Client Case Study: Bridging the Gap for Sefaria
The Client: Sefaria
Sefaria, a nonprofit organization that functions more like a tech startup, is dedicated to building the future of Jewish learning in an open and participatory way. In 2018, their team consisted of about 20 full time employees who mostly work remotely across the United States and Israel. That year, their website drew more than 1.2 million people to their free, ever-expanding digital library of Jewish texts and their interconnections.
The Challenge: “We Didn’t Want a Lame Duck Year”
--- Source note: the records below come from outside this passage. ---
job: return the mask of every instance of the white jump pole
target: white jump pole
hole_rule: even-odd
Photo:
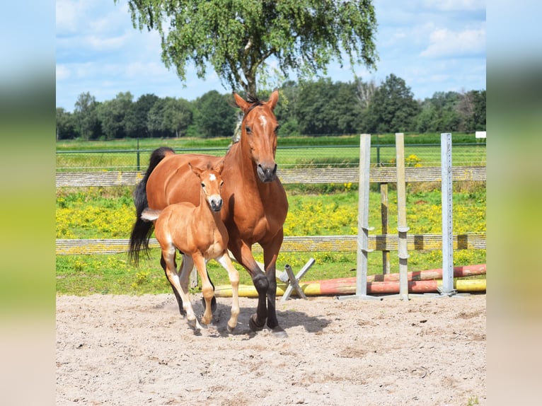
[[[376,299],[381,298],[367,295],[367,267],[369,258],[369,185],[371,170],[371,134],[359,137],[359,186],[357,206],[357,258],[356,264],[356,294],[339,296],[340,300]]]
[[[451,296],[454,289],[454,227],[452,219],[451,134],[440,134],[442,176],[442,295]]]
[[[399,256],[399,298],[408,298],[408,250],[407,232],[410,229],[406,221],[406,182],[405,177],[405,136],[396,133],[396,156],[397,163],[397,231],[398,231],[398,254]]]

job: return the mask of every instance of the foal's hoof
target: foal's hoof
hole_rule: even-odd
[[[252,315],[248,319],[248,327],[250,327],[252,331],[260,331],[263,329],[263,326],[265,325],[265,320],[264,320],[261,325],[256,323],[256,318],[258,315],[255,313]]]
[[[202,298],[202,303],[203,303],[203,310],[204,311],[205,308],[207,307],[207,305],[205,303],[204,298]],[[211,299],[211,313],[214,313],[216,311],[217,311],[217,298],[213,296],[213,298]]]
[[[272,331],[277,338],[288,338],[288,333],[279,325],[275,327]]]

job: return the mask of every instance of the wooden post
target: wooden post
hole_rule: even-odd
[[[397,231],[399,256],[399,297],[408,300],[408,279],[407,273],[408,252],[406,221],[406,183],[405,181],[405,137],[402,132],[396,133],[396,156],[397,162]]]
[[[441,293],[449,296],[454,292],[451,134],[441,134],[440,144],[442,171],[442,288]]]

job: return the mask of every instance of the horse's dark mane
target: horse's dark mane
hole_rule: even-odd
[[[248,108],[248,110],[247,110],[246,112],[248,112],[255,107],[258,107],[259,105],[263,105],[263,102],[262,100],[258,99],[257,96],[253,95],[251,94],[247,93],[246,100],[248,103],[250,103],[251,105],[250,107]],[[236,103],[235,101],[233,102],[233,105],[235,105],[235,107],[239,107],[238,105],[237,105],[237,103]]]

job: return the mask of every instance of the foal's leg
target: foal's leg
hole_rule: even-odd
[[[162,266],[162,269],[163,269],[163,272],[166,273],[166,277],[168,277],[168,272],[166,270],[166,261],[163,259],[163,254],[162,254],[162,257],[160,258],[160,265]],[[175,255],[173,255],[173,266],[175,267],[175,269],[177,269],[177,262],[175,260]],[[168,278],[168,282],[169,282],[169,278]],[[173,291],[173,294],[175,295],[175,298],[177,299],[177,304],[179,305],[179,312],[180,313],[180,315],[185,316],[186,315],[186,312],[185,311],[184,308],[183,307],[183,299],[181,298],[180,296],[179,295],[179,292],[177,291],[177,289],[175,289],[175,286],[170,282],[171,285],[171,289]]]
[[[186,318],[188,324],[192,328],[199,330],[201,328],[201,326],[197,323],[196,315],[194,313],[194,309],[192,308],[188,292],[185,291],[180,284],[179,275],[175,266],[175,249],[173,245],[169,248],[162,248],[162,257],[166,263],[166,276],[168,277],[169,283],[173,287],[173,290],[176,291],[181,298],[183,309],[186,312]]]
[[[179,273],[180,274],[180,286],[185,292],[189,291],[189,284],[190,282],[190,273],[192,268],[194,267],[194,261],[192,257],[183,254],[183,260],[180,262],[180,269]]]
[[[231,332],[237,325],[237,318],[239,316],[239,272],[233,267],[228,251],[226,250],[221,257],[217,258],[226,271],[231,284],[231,317],[228,321],[228,332]]]
[[[202,279],[202,293],[205,299],[205,311],[202,317],[202,323],[208,325],[211,323],[212,318],[212,312],[211,311],[211,300],[214,296],[214,290],[207,277],[207,267],[205,267],[205,260],[200,253],[195,253],[192,255],[192,260],[197,269],[197,274]]]

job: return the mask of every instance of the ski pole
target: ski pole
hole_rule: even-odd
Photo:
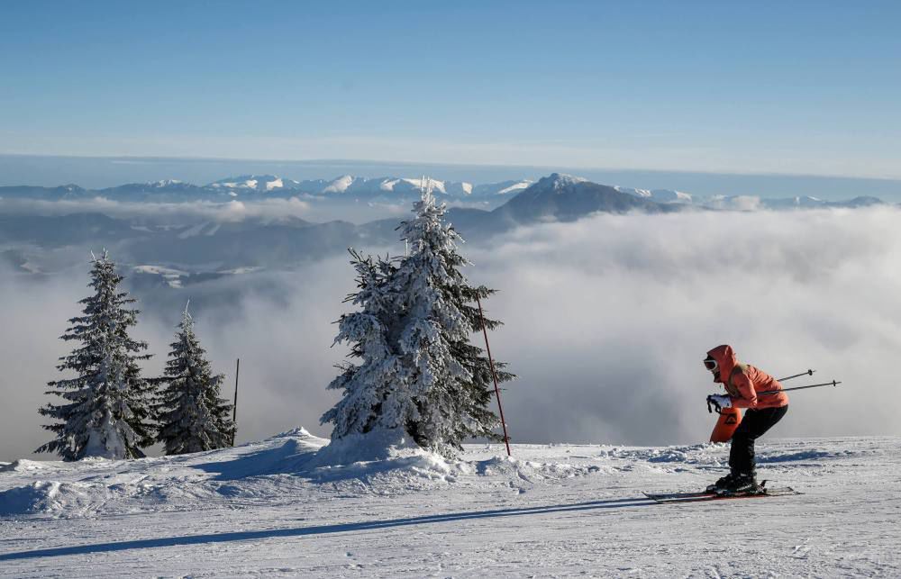
[[[833,380],[832,382],[824,382],[823,384],[812,384],[809,386],[796,386],[795,388],[783,388],[782,390],[765,390],[764,392],[757,393],[757,395],[774,394],[778,392],[791,392],[792,390],[805,390],[806,388],[819,388],[820,386],[837,386],[840,384],[842,383]]]
[[[807,370],[806,372],[802,372],[801,374],[796,374],[795,375],[787,376],[785,378],[779,378],[778,382],[785,382],[786,380],[791,380],[792,378],[796,378],[798,376],[803,376],[803,375],[814,375],[814,372],[816,372],[816,370]]]

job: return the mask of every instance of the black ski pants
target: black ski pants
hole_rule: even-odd
[[[747,410],[742,423],[733,435],[732,448],[729,450],[729,467],[733,475],[753,475],[754,440],[773,428],[788,412],[788,406]]]

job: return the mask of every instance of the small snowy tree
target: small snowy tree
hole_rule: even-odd
[[[352,249],[349,251],[357,270],[358,291],[344,301],[359,306],[360,311],[341,317],[335,343],[351,343],[350,356],[359,358],[360,364],[340,366],[341,373],[328,386],[343,391],[343,397],[321,421],[334,425],[333,439],[369,432],[382,425],[382,404],[388,393],[402,387],[404,382],[396,348],[392,345],[397,314],[387,285],[394,266],[387,259],[375,263],[371,256],[363,258]]]
[[[167,455],[230,446],[234,430],[229,418],[232,404],[220,396],[225,376],[213,374],[187,307],[170,347],[165,375],[159,378],[165,385],[156,406],[157,441],[164,445]]]
[[[431,190],[415,204],[414,219],[402,223],[409,253],[396,261],[354,255],[359,291],[349,299],[360,312],[341,319],[337,341],[353,342],[351,356],[330,387],[344,398],[323,416],[334,424],[332,437],[402,428],[423,448],[453,456],[468,438],[501,439],[489,361],[469,342],[481,330],[473,303],[494,293],[469,284],[460,268],[458,233],[443,222],[445,208]],[[487,329],[498,321],[485,321]],[[498,381],[512,379],[498,368]]]
[[[154,385],[141,376],[138,366],[150,355],[140,354],[147,349],[146,342],[129,336],[139,312],[127,309],[136,300],[119,290],[123,279],[105,250],[94,258],[89,287],[95,294],[79,302],[85,304],[84,315],[69,320],[62,336],[80,347],[59,358],[57,366],[77,375],[48,383],[56,389],[47,394],[67,402],[39,409],[60,421],[44,426],[57,438],[36,452],[56,452],[63,460],[138,458],[144,456],[141,448],[152,444],[148,419]]]

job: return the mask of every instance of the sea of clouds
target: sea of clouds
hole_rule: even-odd
[[[500,290],[485,305],[505,324],[492,352],[519,375],[503,393],[514,441],[705,440],[705,397],[719,387],[701,360],[722,343],[778,376],[817,370],[787,385],[843,382],[793,394],[768,436],[901,435],[899,219],[888,208],[602,214],[463,245],[470,280]],[[71,346],[58,338],[88,294],[87,267],[80,278],[0,270],[0,460],[50,436],[36,409]],[[241,359],[239,442],[298,425],[327,436],[319,417],[337,394],[325,386],[347,353],[332,347],[332,322],[353,289],[347,260],[334,258],[139,294],[136,335],[156,354],[148,373],[159,372],[191,298],[227,395]]]

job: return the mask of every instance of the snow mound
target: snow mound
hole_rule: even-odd
[[[0,463],[0,473],[33,473],[45,470],[47,467],[46,462],[20,458],[11,463]]]
[[[107,489],[83,483],[35,481],[0,491],[0,516],[50,514],[78,516],[108,498]]]
[[[452,481],[454,468],[441,456],[420,448],[400,430],[374,430],[332,440],[297,474],[323,483],[349,478],[423,477]]]
[[[601,472],[601,467],[595,465],[542,463],[521,460],[513,457],[496,457],[487,460],[458,463],[457,468],[466,475],[500,476],[527,483],[559,481]]]

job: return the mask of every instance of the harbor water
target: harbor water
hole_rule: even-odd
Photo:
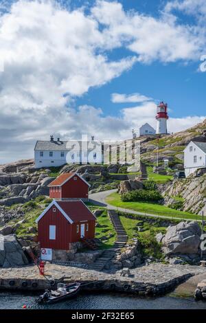
[[[155,298],[138,298],[119,293],[82,293],[54,304],[38,304],[38,294],[0,292],[0,309],[205,309],[206,302],[170,296]]]

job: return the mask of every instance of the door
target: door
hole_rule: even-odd
[[[81,238],[84,238],[85,235],[85,225],[81,224]]]

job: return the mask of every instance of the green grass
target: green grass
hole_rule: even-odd
[[[152,180],[159,183],[166,183],[173,179],[173,176],[171,175],[161,175],[160,174],[153,172],[152,166],[147,166],[147,173],[149,180]]]
[[[112,193],[106,199],[106,203],[117,208],[123,208],[142,213],[149,213],[155,215],[171,216],[174,219],[181,218],[183,219],[201,219],[201,216],[193,214],[187,212],[174,210],[159,204],[143,202],[122,202],[121,196],[118,193]]]
[[[161,250],[161,245],[157,243],[155,236],[159,232],[164,234],[166,232],[165,227],[159,227],[157,223],[150,225],[144,221],[141,226],[144,231],[140,232],[137,231],[137,227],[142,221],[126,218],[124,216],[120,216],[119,218],[128,236],[128,243],[132,242],[133,238],[137,237],[144,256],[152,256],[157,259],[163,260],[164,256]]]
[[[116,233],[107,216],[106,210],[98,216],[98,223],[101,225],[101,227],[95,227],[95,237],[100,238],[103,236],[106,236],[108,238],[102,242],[100,249],[112,247],[116,239]]]

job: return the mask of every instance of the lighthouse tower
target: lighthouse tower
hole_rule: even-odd
[[[157,106],[156,119],[157,120],[156,133],[168,133],[167,120],[169,118],[168,115],[168,104],[163,101]]]

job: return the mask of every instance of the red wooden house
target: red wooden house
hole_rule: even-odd
[[[95,219],[81,200],[54,200],[36,220],[41,248],[69,250],[70,243],[93,238]]]
[[[49,185],[52,199],[81,199],[88,200],[90,185],[77,172],[62,174]]]

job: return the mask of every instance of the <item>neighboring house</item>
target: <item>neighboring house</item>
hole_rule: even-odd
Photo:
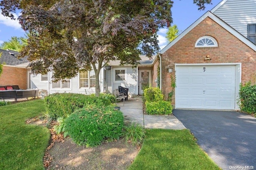
[[[239,109],[239,85],[255,84],[256,0],[224,0],[158,54],[160,88],[172,77],[176,108]]]
[[[0,49],[0,63],[3,65],[0,76],[0,86],[19,86],[22,89],[29,88],[29,69],[26,68],[29,61],[26,57],[18,59],[19,53]]]
[[[143,88],[156,86],[157,70],[155,69],[155,73],[153,71],[153,62],[157,61],[145,56],[140,57],[141,64],[134,68],[129,65],[120,66],[119,61],[110,61],[108,63],[111,66],[110,70],[107,70],[104,67],[100,75],[101,92],[112,93],[113,90],[121,86],[129,89],[130,96],[142,94]],[[52,82],[54,74],[52,71],[45,75],[32,75],[31,88],[46,90],[49,94],[70,92],[88,94],[95,92],[96,78],[93,70],[80,72],[71,79],[66,79],[64,83],[61,80]]]

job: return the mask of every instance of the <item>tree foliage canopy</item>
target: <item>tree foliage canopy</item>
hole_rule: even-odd
[[[170,42],[174,39],[178,35],[179,30],[176,25],[169,27],[165,37]]]
[[[198,5],[209,0],[194,0]],[[156,32],[172,22],[171,0],[2,0],[2,14],[21,10],[22,29],[30,33],[21,52],[33,72],[54,70],[55,80],[75,76],[91,65],[100,90],[100,71],[110,60],[136,65],[139,55],[159,50]]]
[[[20,52],[22,48],[27,44],[27,39],[23,37],[12,37],[8,41],[4,41],[1,45],[0,49],[4,50],[10,50]]]

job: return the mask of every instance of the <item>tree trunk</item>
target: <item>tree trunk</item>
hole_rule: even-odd
[[[96,97],[99,97],[100,96],[100,72],[101,69],[100,68],[101,67],[98,66],[98,69],[96,68],[96,66],[95,64],[92,64],[93,69],[95,72],[96,78],[96,84],[95,85],[95,96]]]

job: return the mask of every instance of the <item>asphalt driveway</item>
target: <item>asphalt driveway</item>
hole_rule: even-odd
[[[222,168],[256,169],[256,118],[229,111],[174,109],[173,113]]]

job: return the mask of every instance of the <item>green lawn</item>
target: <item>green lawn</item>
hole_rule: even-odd
[[[218,170],[188,130],[147,129],[130,170]]]
[[[45,111],[42,100],[0,107],[0,169],[44,169],[42,159],[50,132],[25,122]]]

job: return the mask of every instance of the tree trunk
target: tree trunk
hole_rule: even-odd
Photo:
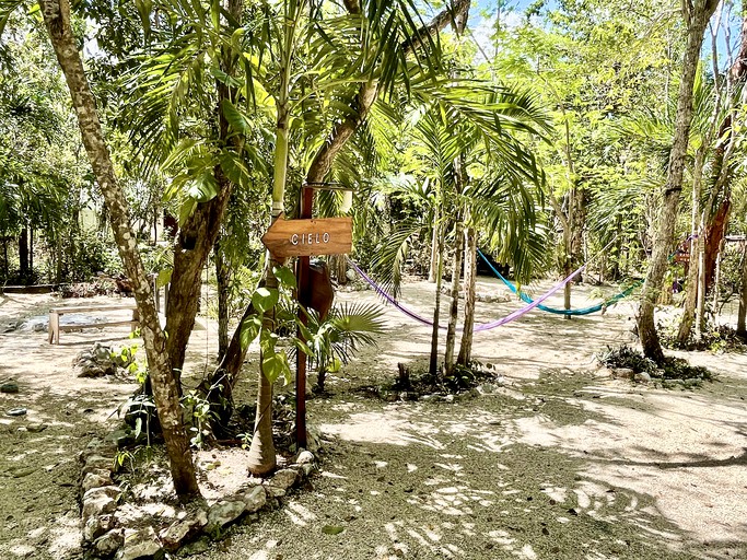
[[[225,0],[226,11],[238,22],[242,21],[243,5],[243,0]],[[233,75],[235,66],[236,55],[230,47],[223,47],[221,70],[227,75]],[[229,121],[222,108],[223,101],[232,101],[234,91],[223,80],[215,80],[215,92],[219,141],[241,152],[243,149],[241,138],[237,135],[230,136]],[[214,175],[220,186],[218,195],[197,206],[192,214],[179,228],[174,247],[174,268],[166,306],[166,331],[168,332],[166,350],[177,375],[177,382],[184,368],[189,336],[195,328],[202,287],[202,269],[218,241],[234,188],[220,165],[215,166]]]
[[[431,264],[428,267],[428,281],[433,283],[436,281],[436,275],[439,271],[439,259],[440,255],[440,238],[439,238],[439,208],[433,210],[433,236],[431,238]]]
[[[436,222],[434,232],[441,231],[441,225]],[[437,246],[436,264],[435,264],[435,302],[433,302],[433,329],[431,330],[431,357],[428,365],[428,373],[436,378],[439,374],[439,320],[441,318],[441,287],[443,285],[444,271],[444,244],[439,240],[435,242]]]
[[[742,30],[739,34],[740,46],[739,52],[734,59],[734,63],[728,71],[727,83],[744,84],[747,79],[747,14],[743,16]],[[733,88],[736,92],[738,88]],[[727,94],[735,95],[734,92],[727,91]],[[740,101],[744,103],[744,93],[740,95]],[[710,217],[707,229],[705,238],[705,285],[710,289],[713,280],[715,269],[716,255],[720,250],[721,243],[726,235],[726,228],[728,224],[728,212],[731,209],[732,197],[732,178],[733,172],[730,167],[730,160],[735,148],[736,138],[732,135],[734,115],[738,110],[739,101],[736,103],[728,100],[732,110],[726,114],[719,127],[719,135],[716,148],[713,156],[712,176],[713,176],[713,192],[712,200],[715,201],[720,197],[722,199],[719,209]],[[709,211],[712,209],[709,208]]]
[[[464,226],[457,214],[454,228],[454,269],[452,271],[452,303],[448,306],[448,328],[446,329],[446,352],[444,369],[446,375],[454,372],[454,349],[456,347],[456,322],[459,315],[459,282],[462,280],[462,256],[464,254]]]
[[[696,152],[695,168],[692,170],[692,214],[690,217],[690,259],[687,271],[687,281],[685,287],[687,296],[685,299],[685,308],[682,310],[682,317],[679,322],[677,330],[677,343],[685,346],[690,338],[692,330],[692,323],[696,317],[696,308],[698,306],[698,271],[700,270],[700,260],[697,258],[700,249],[700,243],[703,235],[697,235],[698,220],[700,217],[700,197],[703,186],[703,165],[705,163],[705,147],[700,147]]]
[[[200,490],[195,476],[189,440],[182,421],[176,380],[168,354],[164,351],[166,337],[159,323],[151,285],[130,224],[129,209],[114,172],[93,94],[78,52],[78,42],[72,34],[70,4],[68,0],[44,0],[42,7],[49,38],[70,90],[83,145],[108,208],[119,256],[132,282],[153,386],[153,398],[163,429],[174,489],[180,499],[196,498],[199,497]]]
[[[747,243],[743,247],[742,254],[742,290],[739,291],[739,312],[737,315],[737,335],[747,338]]]
[[[705,218],[703,217],[703,222]],[[700,340],[705,326],[705,249],[698,244],[698,298],[696,305],[696,338]]]
[[[465,318],[459,355],[456,363],[469,365],[472,359],[472,338],[475,328],[475,288],[477,284],[477,234],[474,226],[467,228],[465,249]]]
[[[231,270],[221,249],[220,240],[213,246],[215,257],[215,283],[218,284],[218,361],[223,361],[229,350],[229,290]]]
[[[657,220],[658,225],[654,236],[653,253],[643,283],[638,313],[638,331],[643,353],[658,364],[663,364],[665,358],[654,324],[654,306],[661,293],[667,269],[667,256],[674,242],[679,197],[682,190],[682,172],[692,119],[692,89],[698,60],[700,59],[700,48],[703,44],[703,33],[717,3],[717,0],[696,0],[690,7],[687,2],[682,2],[687,46],[682,60],[682,79],[677,94],[675,135],[669,153],[669,167]]]
[[[728,188],[727,185],[724,185]],[[710,223],[705,229],[705,255],[703,262],[705,266],[705,293],[711,291],[713,279],[715,276],[716,264],[719,261],[719,253],[721,252],[721,243],[726,235],[728,228],[728,214],[732,203],[726,198],[710,219]]]
[[[21,230],[19,235],[19,276],[21,283],[28,279],[28,228]]]

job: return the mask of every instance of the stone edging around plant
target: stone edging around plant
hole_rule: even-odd
[[[316,469],[314,454],[302,451],[293,464],[276,471],[271,478],[258,479],[256,486],[212,505],[192,505],[156,534],[153,527],[136,530],[121,526],[116,512],[122,492],[113,479],[116,454],[116,445],[98,442],[79,457],[83,463],[80,490],[86,558],[157,559],[185,545],[192,547],[194,553],[207,550],[209,540],[219,537],[229,525],[246,516],[256,518],[259,511],[279,508],[280,500]]]

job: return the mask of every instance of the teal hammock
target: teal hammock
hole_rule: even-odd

In late 2017, the team reached a critical moment: They wanted to improve their online community engagement and begin making fundraising asks of their fairly robust email list (about 18,800 subscribers at the time). But per their new strategic plan, they wouldn’t be onboarding a full-time communications staffer for another full year.
Enter Greater Good Strategy.
Chief Operations Officer Annie Lumerman recalls, “At the time, our team was very engineer- and product-heavy; there was no one on staff whose sole focus was communications. But our audience was growing, we needed to communicate more frequently and better, and we didn’t want a lame duck year. We thought Emily Goodstein was the person to engage with us on those priorities until we could hire someone full time.”
As an online library, Sefaria’s primary goal was to get users to explore and take increasing ownership over the website. Annie explains: “The difference between Sefaria and a public library is that with the latter, you pay taxes. You walk into a neighborhood library and feel ‘this is mine, this is ours.”
No two tactics illustrate this approach better than the plans they cooked up for #GivingTuesday and Chanukah that year.
After partnering with the Greater Good Strategy team throughout the winter, spring, and summer, Sefaria was thrilled with their fundraising success over the High Holidays in September: they raised over $62,000, mostly through gifts $1000 or below. But as they gathered with the GGS team for Q4 planning, they worried that this might cause an unintended, unfortunate side effect: what if the community’s generosity and financial buy-in between Rosh Hashanah and Sukkot actually led to disappointing results for year-end fundraising? It felt important to start Sefaria’s year-end asks softly — and to acknowledge how much the community had already shown up.
A Fresh Approach to #GivingTuesday
First, on #GivingTuesday, instead of asking for monetary donations, Emily suggested that Sefaria ask users for something else of value: stories of how Sefaria had made their lives better.
“I thought, what if we ask for something besides a donation on this day that literally everyone else is fundraising?”
It was a bold risk. On #GivingTuesday, the team held their breath — and then exhaled with excitement because the ask was so well received. In the end, 81 people took the time to write and submit their stories.
“Now Sefaria can recycle those anecdotes and testimonials all over social media and in every grant proposal,” says Emily. “It meant so much that the Sefaria team trusted us enough to say ‘OK, we trust that you have our best financial interest at heart and in mind, and we’re willing to experiment with you.”
“We went slow and steady through the rest of November,” Annie recalls, “and then instead of a direct ask around Chanukah, we created a Sefaria Gift Guide as a thank you for our supporters. This was my favorite project of the collaboration so far.”
In the end, the untraditional tactics between #GivingTuesday and December 31 totally paid off: when Annie looked at the totals for the end of year, she was thrilled to see that the earlier fall High Holidays asks hadn’t maxed out their list at all. In fact, they had raised almost the exact same amount from individual donations less than or equal to $1000: another $62,000! And when Sefaria’s new Chief Marketing Officer came on board in early 2019, she inherited a wealth of lessons learned, a pile of stories and testimonials to use in her work, and a position of abundance rather than scarcity.
“This is why we don’t call ourselves ‘Greater Good Online Fundraising,’” Emily points out. “Yes, we did launch Sefaria’s Instagram account this year, and yes, we do offer hands-on-keyboard support for their day-to-day social media. But we are strategic partners to our clients. It has been incredibly rewarding to partner with Sefaria because they folded us onto the team and trusted us when we came up with some really unexpected ideas — and it paid off.”